Die Konsequenz: Jeder Besuch bei jedem Amt, jede Bestellung, jede Mail und jeden Versicherungsantrag eines jeden Personalausweis-Nutzers ließe sich elektronisch verfolgen und Jahrzehnte aufbewahren und mit beliebig vielen anderen Informationen der Zielperson zu einem Lebensprofil verknüpfen. Das ließe sich beheben: Der Staat könnte garantieren, weder selbst zu spitzeln und zusätzlich Ende-zu-Ende per De-Mail zu verschlüsseln. Dann allerdings gäbe es auch für die eigenen Strafverfolger nichts mehr zu ermitteln.

Die Grenzen des Erlaubten

Unter dem früheren Innenminister Wolfgang Schäuble plante die Bundesregierung 2007, ein sogenanntes „Trojanisches Pferd“ mit einer gefälschten Behörden-Mail auf dem Rechner des Verdächtigen unterzubringen. Alle Überlegungen in dieser Richtung waren ein Jahr später schon wieder Makulatur: 2008 erklärte das Bundesverfassungsgericht die Online-Durchsuchung in Nordrhein-Westfalen für verfassungswidrig und nichtig.

Im 1. „Leitsatz“ seines Urteils hat das höchste deutsche Gericht formuliert: „Das allgemeine Persönlichkeitsrecht (Art. 2 Abs. 1 i.V.m. Art. 1 Abs. 1 GG) umfasst das Grundrecht auf Gewährleistung der Vertraulichkeit und Integrität informationstechnischer Systeme.“ Man spricht auch vom Computergrundrecht.

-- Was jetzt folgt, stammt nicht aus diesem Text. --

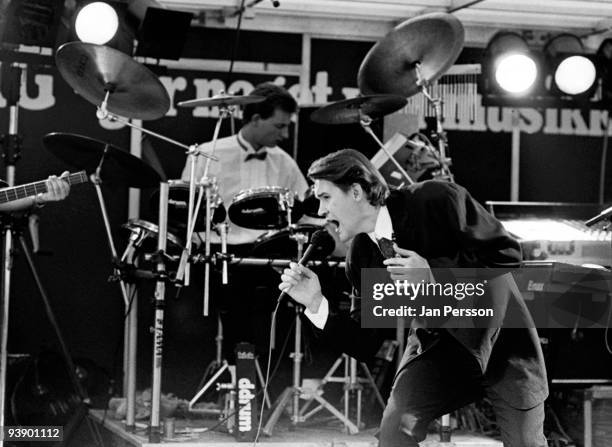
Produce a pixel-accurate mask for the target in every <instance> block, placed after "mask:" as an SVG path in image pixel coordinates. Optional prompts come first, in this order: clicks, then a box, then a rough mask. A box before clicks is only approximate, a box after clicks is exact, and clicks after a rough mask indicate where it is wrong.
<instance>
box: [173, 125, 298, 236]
mask: <svg viewBox="0 0 612 447" xmlns="http://www.w3.org/2000/svg"><path fill="white" fill-rule="evenodd" d="M238 139H240V141H239V140H238ZM241 145H242V146H241ZM243 147H245V148H246V149H247V150H245V149H243ZM198 149H199V150H201V151H205V152H206V153H212V143H211V142H209V143H204V144H202V145H200V146H199V148H198ZM261 150H265V151H267V152H268V155H267V156H266V159H265V160H258V159H252V160H249V161H245V159H246V156H247V154H249V153H252V152H255V150H254V149H253V147H252V146H251V145H250V144H249V143H248V142H247V141H246V140H245V139H244V138H243V137H242V134H241V133H240V132H239V133H238V134H237V135H232V136H230V137H226V138H221V139H219V140H218V141H217V144H216V147H215V152H214V155H215V156H217V157H218V158H219V161H211V163H210V168H209V169H210V174H209V175H212V176H215V177H216V178H217V182H218V184H219V194H220V195H221V198H222V199H223V204H224V206H225V209H226V210H227V209H228V208H229V206H230V204H231V203H232V199H233V198H234V196H235V195H236V194H238V193H239V192H240V191H242V190H244V189H251V188H260V187H263V186H279V187H281V188H287V189H289V190H290V191H295V192H297V194H298V196H299V197H300V198H303V197H304V194H305V193H306V190H307V189H308V184H307V183H306V179H305V178H304V175H303V174H302V172H301V171H300V169H299V167H298V165H297V163H296V162H295V160H293V158H291V156H290V155H289V154H288V153H287V152H285V151H284V150H283V149H281V148H280V147H278V146H275V147H272V148H263V149H261ZM189 160H190V159H189V158H187V164H186V165H185V168H184V169H183V174H182V176H181V178H182V179H183V180H185V181H189V174H190V169H191V163H190V162H189ZM205 166H206V159H205V158H204V157H198V160H197V162H196V181H199V180H200V179H201V178H202V176H203V175H204V169H205ZM264 233H265V231H261V230H250V229H248V228H243V227H239V226H237V225H235V224H233V223H230V230H229V234H228V238H227V240H228V244H232V245H236V244H249V243H252V242H254V241H255V240H256V239H257V238H258V237H259V236H261V235H262V234H264ZM201 236H202V237H203V235H201ZM211 242H213V243H219V242H220V240H219V237H218V235H217V234H213V236H212V238H211Z"/></svg>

Weiter heißt es: „Die heimliche Infiltration eines informationstechnischen Systems, mittels derer die Nutzung des Systems überwacht und seine Speichermedien ausgelesen werden können, ist verfassungsrechtlich nur zulässig, wenn tatsächliche Anhaltspunkte einer konkreten Gefahr für ein überragend wichtiges Rechtsgut bestehen.“

Überragend wichtig seien demnach Leib, Leben und Freiheit der Person oder solche Güter der Allgemeinheit, deren Bedrohung die Grundlagen oder den Bestand des Staates oder die Grundlagen der Existenz der Menschen berührt. In seiner weiteren Urteilsbegründung heben die Karlsruher Richter die Bedeutung der Menschenwürde hervor.

Auch wenn die Online-Durchsuchung auf absehbare Zeit nicht zur Strafermittlung genutzt werden kann: De-Mail und der neue Personalausweis stellen für die Bundesregierung die Voraussetzung für die Informationsgesellschaft der Zukunft dar. Mit ihrem diesbezüglichen Zeitplan ist Berlin jedoch bereits gründlich in Verzug geraten.